Supplementary Table 2 presents descriptive statistics for CRISIS measures from T2 to T5. On average, rates of possible COVID-19 symptoms were slightly lower at the start of the pandemic compared with later data collection points; however, worries (about COVID-19, mental health and finances) were slightly elevated at the start of the pandemic and declined slightly as the pandemic continued.

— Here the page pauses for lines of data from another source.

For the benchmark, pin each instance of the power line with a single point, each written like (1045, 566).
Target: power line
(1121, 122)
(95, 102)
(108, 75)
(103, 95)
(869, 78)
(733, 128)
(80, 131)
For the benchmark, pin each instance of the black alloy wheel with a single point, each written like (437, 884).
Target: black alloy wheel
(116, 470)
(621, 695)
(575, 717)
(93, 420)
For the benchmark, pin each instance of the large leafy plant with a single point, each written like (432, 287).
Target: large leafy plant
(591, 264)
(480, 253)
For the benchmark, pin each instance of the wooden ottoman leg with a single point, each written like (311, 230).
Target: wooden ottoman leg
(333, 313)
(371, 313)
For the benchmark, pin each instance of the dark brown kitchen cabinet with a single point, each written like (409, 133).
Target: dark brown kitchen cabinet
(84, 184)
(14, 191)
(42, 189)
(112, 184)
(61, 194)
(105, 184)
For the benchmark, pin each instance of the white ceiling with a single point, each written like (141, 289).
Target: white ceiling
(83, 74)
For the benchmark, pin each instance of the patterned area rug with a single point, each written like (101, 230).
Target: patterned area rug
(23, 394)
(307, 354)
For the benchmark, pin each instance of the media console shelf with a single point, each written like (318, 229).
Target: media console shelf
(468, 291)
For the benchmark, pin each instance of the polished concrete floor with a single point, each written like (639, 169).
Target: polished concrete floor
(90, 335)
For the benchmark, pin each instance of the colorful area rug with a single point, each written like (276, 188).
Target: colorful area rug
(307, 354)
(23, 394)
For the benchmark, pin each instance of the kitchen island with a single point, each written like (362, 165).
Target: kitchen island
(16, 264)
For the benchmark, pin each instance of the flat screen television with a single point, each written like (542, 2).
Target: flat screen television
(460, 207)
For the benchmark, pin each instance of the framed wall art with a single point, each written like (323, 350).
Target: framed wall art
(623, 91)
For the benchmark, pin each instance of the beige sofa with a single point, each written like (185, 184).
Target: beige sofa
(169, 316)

In our preregistered analysis plan (https://osf.io/gzrk3), we specified LGC models to estimate individual differences at the starting point (2018 data collection, T1) and individual differences in the rate of change that occurred over time for the same traits (slope from T1 to T5). We predicted that there would be a significant linear slope from T1 to T5 for all mental health measures. We had plans to test whether GPS and CRISIS measures (COVID worries, mood states, life changes during the pandemic) predicted intercept and slope for mental health symptoms. However, although the LGC showed a significant change (slope) from T1 to T5 (see Supplementary Table 3 for results), the variance in this slope was very small. In addition, the linear trend across T1–T5 did not really fit the data well, given the rupture that occurred at T2 for many phenotypes. It was therefore not reasonable to predict the change from T1 to T5. The quadratic trends in the data fitted better than the model with just one slope. We could not test piecewise trends in the data, as there was only one data point before change happened in T2, and a minimum of three data points is required to appropriately estimate a linear slope. We decided not to predict the change from T1 to T2 for several reasons. (a) It was uncertain whether changes over a 2 year period were due to the pandemic, as the maturation hypothesis could fit equally well. (b) The increase only occurred between T1 and T2; we did not observe worsening of mental health symptoms over the pandemic. (c) The predictor variables (COVID-19 worries, mood states, life changes during the pandemic) were collected from T2; therefore, they were not applicable for prediction of change from T1 to T2. We opted to use latent profile analyses (LPA) instead to check for the presence of subgroups in each mental health outcome.
Latent profile analyses
LPA, using standardised measures of mental health symptoms at each time point (mean of 0 and s.d. of 1), was in agreement with the descriptive statistics showing little change in mental health symptoms during the COVID-19 pandemic. LPA identified subgroups based on the quantitative trait measures in our study. For most measures, the optimal model identified seven profiles. Most differences across profiles were due to changes from T1 to T2; the profiles did not change much from T2–T5. Most of the sample were in the middle profiles, as illustrated in Fig. 3, which showed no changes in mental health symptoms. The sample sizes for the profiles showing an increase or decrease in mental health were small, as was the change in mental health symptoms (less than half a s.d. on average). For example, for hyperactivity, individuals in latent profile 2 (5.5% of the sample) showed an increase in symptoms from T1 to T2, and this remained elevated through T3, T4 and T5. Similarly, profile 3 (21.6% of the sample) showed an increase from T1 to T2, but the symptoms returned to pre-pandemic level. Model fit statistics for all LPA are presented in Supplementary Table 4.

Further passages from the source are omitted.